Als wir im Jahre 1872 unsere Vereinstätigkeit begannen, war unsere Aufgabe eine einfache. Einer Regierung und einer Reichstagsmajorität gegenüber, welche in der Geldflut der Gründerjahre sich nur des ungeheuren Fortschritts der Technik und des Wohlstands freute, die soziale Frage leugnete, jede soziale Reform ablehnte, die große, schon tiefgreifende Bewegung der Arbeiterklasse verkannte, galt es auf das Berechtigte in den Forderungen der Arbeiter hinzuweisen, Stimmung überhaupt für soziale Reformen zu machen. Mit kühnem, jugendlichen Mut stellte unser Verein damals die größten und schwierigsten Fragen auf seine Tagesordnung; wir debattierten über Fabrikgesetzgebung, Arbeitsvertrag, Gewerkvereine, Lehrlingswesen, Schiedsgerichte, Einigungsämter, Hilfskassenwesen, gerechte Besteuerung, Reform der Gewerbeordnung und anderes. Die Verantwortung für das einzelne in unseren Beschlüssen war insofern noch keine große, als die praktische Ausführung derselben noch in weiter Ferne stand. Wir kamen dann von den Jahren 1877 bis 1880 an dadurch in wesentlich andere Lage, traten in die zweite Epoche unseres Daseins, daß ein tiefgreifender Umschwung unserer staatlichen Wirtschafts- und Sozialpolitik eintrat, teilweise unter dem Einflusse unserer Bestrebungen, jedenfalls unter Beifall und Zustimmung von vielen unserer Mitglieder. Aber eine Beeinflussung jener Politik im einzelnen lag außerhalb unserer Vereinstätigkeit. Die neue Sozialpolitik des Deutschen Reiches war ausschließlich oder überwiegend vom Fürsten Bismarck bestimmt. Unser Verein hatte mit dieser Wendung die Aufgabe verloren, die ihm in den ersten Jahren gestellt war. Wir wandten unsere ganze Kraft der Schriftenpublikation zu, suchten über eine Reihe der wichtigsten sozialpolitischen Fragen, Vorarbeiten, Gutachten, gesammelte Darstellungen der Tatsachen zu publizieren; wir können heute stolz sein auf die stattliche Reihe unserer 46 Bände. In unseren Generalversammlungen ließen wir entsprechend der sozialpolitischen Lage die großen prinzipiell wichtigsten Fragen zurücktreten und begnügten uns, sozialpolitische Gegenstände zu besprechen, denen die aktive Regierungspolitik sich zunächst noch weniger zugewandt hatte, wie die internationale Fabrikgesetzgebung, den Wucher, die Verschuldung des Bauernstandes und sein Erbrecht, die innere Kolonisation und derartiges.

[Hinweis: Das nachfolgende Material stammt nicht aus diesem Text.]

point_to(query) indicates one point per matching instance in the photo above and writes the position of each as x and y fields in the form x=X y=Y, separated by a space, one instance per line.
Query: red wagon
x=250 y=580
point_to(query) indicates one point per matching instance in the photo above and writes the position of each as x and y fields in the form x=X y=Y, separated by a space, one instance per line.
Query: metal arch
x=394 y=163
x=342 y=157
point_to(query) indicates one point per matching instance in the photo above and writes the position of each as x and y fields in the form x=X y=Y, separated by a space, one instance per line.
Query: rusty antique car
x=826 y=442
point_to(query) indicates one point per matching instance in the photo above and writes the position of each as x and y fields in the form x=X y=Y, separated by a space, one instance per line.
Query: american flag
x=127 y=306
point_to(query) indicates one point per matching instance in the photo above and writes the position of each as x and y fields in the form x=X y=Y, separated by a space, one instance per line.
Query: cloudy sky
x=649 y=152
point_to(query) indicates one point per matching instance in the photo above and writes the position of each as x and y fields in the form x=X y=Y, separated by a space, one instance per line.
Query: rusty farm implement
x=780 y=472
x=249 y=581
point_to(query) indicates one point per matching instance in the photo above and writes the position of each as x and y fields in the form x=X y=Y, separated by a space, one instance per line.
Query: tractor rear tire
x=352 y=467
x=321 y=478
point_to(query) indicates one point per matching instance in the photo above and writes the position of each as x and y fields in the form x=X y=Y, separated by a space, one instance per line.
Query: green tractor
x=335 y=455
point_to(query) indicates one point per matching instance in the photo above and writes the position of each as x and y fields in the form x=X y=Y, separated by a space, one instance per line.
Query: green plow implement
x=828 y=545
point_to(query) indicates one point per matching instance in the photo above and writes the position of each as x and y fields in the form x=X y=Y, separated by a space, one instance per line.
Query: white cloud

Nun ist die Sachlage wieder eine wesentlich andere geworden. Unsere innere Politik ist nicht mehr so wie bisher von der Allmacht eines großen führenden Staatsmannes bestimmt. Damit ist den vorhandenen verschiedenen Strömungen und Richtungen der Interessen, der Parteien und Überzeugungen ein freies Spiel der Betätigung eingeräumt; sie kämpfen jetzt energischer als je um den Vorrang, um die Herrschaft in der öffentlichen Meinung, im Parlament, in der Regierung; die Probleme aber, die es zu lösen gilt, erscheinen trotz allem, was die deutsche Sozialpolitik schon geleistet, kaum leichter, als in den siebziger Jahren. Freilich stehen wir nicht, wie damals, einer manchesterlichen Regierung gegenüber, die alle Sozialreform ablehnt; alle Parteien und Interessengruppen geben zu, daß noch einiges zu geschehen habe. Aber über das „Was“ und „Wie viel“ ist auch heute gleich erbitterter Streit. Die Resultate unserer großen Hilfskassengesetzgebung mag man noch so hoch schätzen, wir sehen das eine heute doch ganz klar, daß sie den Kern der sozialen Frage, die Ordnung des Arbeitsverhältnisses, nicht berührt. Die Reform unserer Gewerbeordnung und der Fabrikgesetzgebung 1878 bis 1883 war ein erheblicher Fortschritt, aber daß sie nicht genügte, gibt jetzt fast jeder zu; über das Maß, der weiteren Reform herrscht ein täglich noch anwachsender Kampf. Der Frage eines Arbeitsvereinsgesetzes ist man bisher scheu aus dem Wege gegangen; die Zunahme der Arbeitseinstellungen, der Koalitionen, der Verbände hat man dadurch nicht gehindert. Die verschobenen Probleme der Steuerreform, der Landgemeindereform pochen mit einer größeren Dringlichkeit an unsere Tore. Die lange volkswirtschaftliche Krisis ist vorbei, die Preise haben sich gehoben, wir haben bereits eine Hausseperiode hinter uns; aber die große Frage der Produktionsregulierung durch Kartelle, Schutzzölle und andere Mittel ist nicht verschwunden; sie hängt aufs engste mit der Regulierung des Arbeitsangebots, mit den Arbeitseinstellungen usw. zusammen. Wir stehen mit diesen Problemen vor der – ich möchte sagen – ungeheuren Frage, ob die ganze Art der freien Konkurrenz und ein gutes Teil individueller Freiheit, wie sie seit 100 Jahren als die sichersten Postulate der Doktrin und des praktischen Lebens aufgestellt, geglaubt, ins Leben eingeführt wurden, nicht mehr oder weniger verschwinden werden.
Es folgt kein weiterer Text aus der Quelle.